Auf jeden Fall. Die Leute wollen nicht mehr älter werden und sind dem Jugendwahn verfallen. Sie ziehen sich an wie Kinder und verhalten sich auch so. Sie wollen keinerlei Verantwortung tragen, sind besessen von Ruhm und schauen bloß noch Reality-TV. Unsere Generation hat irgendwann die Erlaubnis erhalten, nicht mehr erwachsen werden zu müssen. Aber wenn ich so darüber rede, klinge ich immerhin selbst wie ein alter Mann.  

In „Young Adult“ geht es auch um die Unfähigkeit, seine eigene Schulzeit hinter sich zu lassen. Hängst du den alten Zeiten auch noch so nach wie die Hauptfigur im Film?
Nein, gar nicht. Ich war froh, als die Schulzeit vorbei war, denn ich war ein unbeliebter Film-Nerd und hatte in der Schule nicht viel zu lachen. Ich war wirklich wahnsinnig langweilig und war nicht auf sonderlich vielen Partys, sondern habe stattdessen haufenweise Filme geguckt und weder geraucht noch getrunken – mit dem Trinken habe ich erst vor ein paar Jahren angefangen und festgestellt, dass ich das schon viel früher hätte tun sollen.
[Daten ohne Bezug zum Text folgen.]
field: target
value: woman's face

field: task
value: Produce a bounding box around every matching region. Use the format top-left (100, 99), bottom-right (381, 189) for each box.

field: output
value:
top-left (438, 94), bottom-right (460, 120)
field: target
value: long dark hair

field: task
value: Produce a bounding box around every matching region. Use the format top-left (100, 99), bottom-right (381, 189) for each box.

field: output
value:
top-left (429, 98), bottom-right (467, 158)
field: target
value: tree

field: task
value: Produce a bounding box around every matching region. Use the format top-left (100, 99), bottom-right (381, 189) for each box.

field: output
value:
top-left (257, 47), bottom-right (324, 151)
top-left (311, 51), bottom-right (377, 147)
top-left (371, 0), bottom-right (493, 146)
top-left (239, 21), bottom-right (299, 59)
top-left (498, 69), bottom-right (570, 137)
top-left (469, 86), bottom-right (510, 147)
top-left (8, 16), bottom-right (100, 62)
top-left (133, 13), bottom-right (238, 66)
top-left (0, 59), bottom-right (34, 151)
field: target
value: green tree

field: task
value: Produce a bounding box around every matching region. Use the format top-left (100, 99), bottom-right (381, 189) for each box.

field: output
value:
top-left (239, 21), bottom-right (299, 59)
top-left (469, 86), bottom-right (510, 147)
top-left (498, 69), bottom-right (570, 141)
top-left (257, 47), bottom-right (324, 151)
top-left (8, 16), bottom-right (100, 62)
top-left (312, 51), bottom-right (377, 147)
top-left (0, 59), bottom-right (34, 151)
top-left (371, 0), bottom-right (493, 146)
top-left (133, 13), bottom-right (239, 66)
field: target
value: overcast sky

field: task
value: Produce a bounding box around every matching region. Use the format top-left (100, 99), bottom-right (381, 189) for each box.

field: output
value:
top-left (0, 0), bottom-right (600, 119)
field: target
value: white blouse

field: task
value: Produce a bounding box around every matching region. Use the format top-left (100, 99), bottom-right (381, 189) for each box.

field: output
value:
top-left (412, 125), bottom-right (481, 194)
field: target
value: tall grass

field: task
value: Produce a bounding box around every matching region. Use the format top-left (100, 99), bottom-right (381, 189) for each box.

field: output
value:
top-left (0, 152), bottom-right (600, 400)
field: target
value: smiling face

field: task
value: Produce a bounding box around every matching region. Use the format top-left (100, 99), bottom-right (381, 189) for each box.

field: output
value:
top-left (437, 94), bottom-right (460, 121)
Wirst du denn zu Jubiläen eingeladen?
Ja, ich war beim 5- und 10-jährigen. Das war auch ganz okay, aber das 20-jährige soll eigentlich erst dasjenige sein, bei dem sich die Leute dermaßen verändert haben, dass man es kaum glauben kann.

Wie gehen deine Schulkameraden denn damit um, dass du es vom ehemaligen Film-Nerd bis zu den Oscars geschafft hast?
Viele meiner Mitschüler sind heute selbst erfolgreiche Ärzte, Anwälte oder Geschäftsmänner, insofern gibt es da keinerlei Neid – zumindest bekomme ich ihn nicht mit. Mein Vater war ja ebenfalls Regisseur, und als Kind bin ich häufig damit aufgezogen worden. Abgehalten hat mich das aber offensichtlich nicht.

In deinen Filmen hat Musik immer einer wichtige Rolle gespielt. Im Soundtrack von „Young Adult“ kommt beispielsweise Teenage Fanclub vor. In den Staaten waren die aber nie besonders groß, oder?
Doch, sie hatten einen kurzen Moment, als sie vom Spin Magazine zur größten Rock’n’Roll-Band der Welt erklärt wurden. Das war allerdings eine Woche bevor Nirvanas „Nevermind“-Album veröffentlicht wurde – und deren Welle des Erfolges sind sie untergegangen.